In your case the following configuration file can be used to support just the \num
command:
\Preamble{xhtml}
\catcode`\#=11
\Configure{MathJaxConfig}{{
tex: {
tags: "ams",
\detokenize{%
macros: {
num: ["#1",1],
}
}
}
}}
\catcode`\#=6
\begin{document}
\EndPreamble
@michal-h21 : the configuration indeed solves the issue with \num{} inside a math environment - thank you very much!
However, siunits still do not display correctly within any math environment, and unfortunately I could not figure out how to modify the configuration so that it would work. The MathJax extension is deprecated - it would appear to partially resolve \si{} but not \unit{}.
Would you have a suggestion to make the following text display correctly in html ? This would probably also be helpful for others :-).
test.tex:
The values are \begin{equation}v = \num{3.14159}\,\si{\meter\per\second}\end{equation} and \[ \lambda = \num{2,71828}\,\unit{\centi\meter} \]
it gives:
<p class='noindent'>The values are \begin {equation} v = \num {3.14159}\,\si {\meter \per \second } \end {equation}<a id='x1-2r1'></a> and \[ \lambda = \num {2,71828}\,\unit {\centi \meter } \]
</p>
"\si \meter \per \second" and "\unit \centi \meter" is still displayed in red by the browser ...

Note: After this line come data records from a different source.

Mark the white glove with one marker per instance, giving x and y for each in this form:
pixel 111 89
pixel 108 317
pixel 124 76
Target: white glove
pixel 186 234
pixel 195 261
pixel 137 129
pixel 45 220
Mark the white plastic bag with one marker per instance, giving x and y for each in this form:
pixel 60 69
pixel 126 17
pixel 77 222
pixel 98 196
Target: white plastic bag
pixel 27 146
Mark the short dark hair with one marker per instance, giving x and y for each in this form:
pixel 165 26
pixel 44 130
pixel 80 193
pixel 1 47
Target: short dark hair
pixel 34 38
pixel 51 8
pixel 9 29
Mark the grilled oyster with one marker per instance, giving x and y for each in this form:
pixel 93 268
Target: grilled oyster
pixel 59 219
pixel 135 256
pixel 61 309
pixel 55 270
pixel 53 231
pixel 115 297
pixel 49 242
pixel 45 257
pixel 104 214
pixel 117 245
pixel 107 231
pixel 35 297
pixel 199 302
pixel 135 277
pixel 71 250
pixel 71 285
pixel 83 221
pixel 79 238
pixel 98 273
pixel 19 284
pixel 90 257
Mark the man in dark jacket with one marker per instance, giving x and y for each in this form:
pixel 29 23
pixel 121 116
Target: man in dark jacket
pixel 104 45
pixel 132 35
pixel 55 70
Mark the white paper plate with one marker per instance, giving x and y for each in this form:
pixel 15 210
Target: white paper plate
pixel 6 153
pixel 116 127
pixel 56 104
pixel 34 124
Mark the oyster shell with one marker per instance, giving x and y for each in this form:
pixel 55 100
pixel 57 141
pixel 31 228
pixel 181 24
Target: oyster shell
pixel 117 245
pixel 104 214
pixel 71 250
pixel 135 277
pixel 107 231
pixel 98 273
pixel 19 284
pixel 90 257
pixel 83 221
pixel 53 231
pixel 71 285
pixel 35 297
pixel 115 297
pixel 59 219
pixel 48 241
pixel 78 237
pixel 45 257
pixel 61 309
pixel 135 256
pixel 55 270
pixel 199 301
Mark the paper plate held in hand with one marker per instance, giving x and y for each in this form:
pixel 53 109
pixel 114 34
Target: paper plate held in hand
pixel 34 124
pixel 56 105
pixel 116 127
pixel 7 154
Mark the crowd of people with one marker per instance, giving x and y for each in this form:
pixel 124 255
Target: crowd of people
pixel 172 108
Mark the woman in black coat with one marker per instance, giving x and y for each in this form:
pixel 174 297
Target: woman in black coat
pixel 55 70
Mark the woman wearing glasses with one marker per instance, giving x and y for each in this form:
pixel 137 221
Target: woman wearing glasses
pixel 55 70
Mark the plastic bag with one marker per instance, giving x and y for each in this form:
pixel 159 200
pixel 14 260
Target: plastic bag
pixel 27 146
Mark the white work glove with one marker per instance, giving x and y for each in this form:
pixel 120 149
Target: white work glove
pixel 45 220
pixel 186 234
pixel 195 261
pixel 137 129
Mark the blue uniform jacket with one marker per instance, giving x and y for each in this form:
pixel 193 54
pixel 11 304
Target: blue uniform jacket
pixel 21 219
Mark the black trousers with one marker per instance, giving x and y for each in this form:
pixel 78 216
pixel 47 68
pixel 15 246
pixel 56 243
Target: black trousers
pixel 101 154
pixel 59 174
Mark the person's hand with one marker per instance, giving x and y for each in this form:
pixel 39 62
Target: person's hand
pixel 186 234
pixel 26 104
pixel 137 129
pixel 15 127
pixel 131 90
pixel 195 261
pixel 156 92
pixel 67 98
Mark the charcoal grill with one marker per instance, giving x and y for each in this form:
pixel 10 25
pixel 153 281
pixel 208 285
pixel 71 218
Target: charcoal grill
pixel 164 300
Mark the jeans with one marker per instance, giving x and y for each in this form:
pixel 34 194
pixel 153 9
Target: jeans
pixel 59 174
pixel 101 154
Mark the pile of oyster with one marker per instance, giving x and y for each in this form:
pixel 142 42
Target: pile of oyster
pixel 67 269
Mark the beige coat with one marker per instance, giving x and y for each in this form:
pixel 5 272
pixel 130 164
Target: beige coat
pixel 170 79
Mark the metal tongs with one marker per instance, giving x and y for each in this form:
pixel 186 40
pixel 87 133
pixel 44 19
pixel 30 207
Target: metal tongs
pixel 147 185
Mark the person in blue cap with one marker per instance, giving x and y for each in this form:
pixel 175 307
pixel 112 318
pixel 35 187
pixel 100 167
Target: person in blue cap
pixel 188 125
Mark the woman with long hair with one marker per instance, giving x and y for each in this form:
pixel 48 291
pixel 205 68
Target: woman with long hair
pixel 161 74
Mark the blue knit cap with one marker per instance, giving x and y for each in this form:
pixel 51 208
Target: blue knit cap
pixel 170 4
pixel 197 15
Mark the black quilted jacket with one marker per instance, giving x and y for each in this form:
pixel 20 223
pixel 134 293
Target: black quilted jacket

I guess the best solution would be if someone upgraded the MathJax extension. Otherwise, you would need to pass suitable definition for all Siunitx commands, which would be complicated. You can also try the MathML + MathJax combination. You would avoid the issues with unknown macros, but it is possible that you would run into other issues. You can try it using
$ make4ht test.tex "mathml,mathjax"
I guess the best solution would be if someone upgraded the MathJax extension.
I'm working on a javascript port of this tool that will work in the latest version of MathJax. It's not public yet, but it s coming very soon and will be open/free/etc. Maybe next month. Hopefully, before the end of the year.
Looks to me like this is fixed from the TeX4ht end, so I will close here.